In a beautiful paper by A. N. Redlich on the parity anomaly (PRL 52, 18 (1984), no arXiv version), the author indicates that an odd number of Dirac fermions can never be coupled to a massless gauge field in 2+1d due to the necessity of introducing background Chern-Simons terms to maintain gauge invariance
"The induced topological term $±W[A]$ in $I_{eff}[A]$ is known to produce a mass for the gauge fields. Not only must parity conservation be violated in odd-dimensional theories with an odd number of fermions, but the gauge fields $\textit{must}$ become massive as well",
where $W[A]$ is the Chern-Simons term and $I_{eff}[A]$ the effective action obtained by integrating out the fermion degrees of freedom.

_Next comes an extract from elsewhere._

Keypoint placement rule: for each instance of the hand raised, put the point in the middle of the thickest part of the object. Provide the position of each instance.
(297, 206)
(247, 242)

My question is whether this is still true if the fermions are at a finite density, i.e. one adds a chemical potential such that there is a whole Fermi surface of excitations (in this case, it's my understanding that one cannot simply integrate out the fermions to get $I_{eff}[A]$). Is it possible to couple an odd number of Dirac fermions, at finite density, to a massless gauge field in 2+1d?
Note: I'm glossing over issues to do with whether the presence of massless fermions can stabilise 2+1d gauge theories against confinement (I'm assuming here that they can). Also I don't mind whether parity conservation is preserved or not, it's just the mass of the gauge field I'm interested in.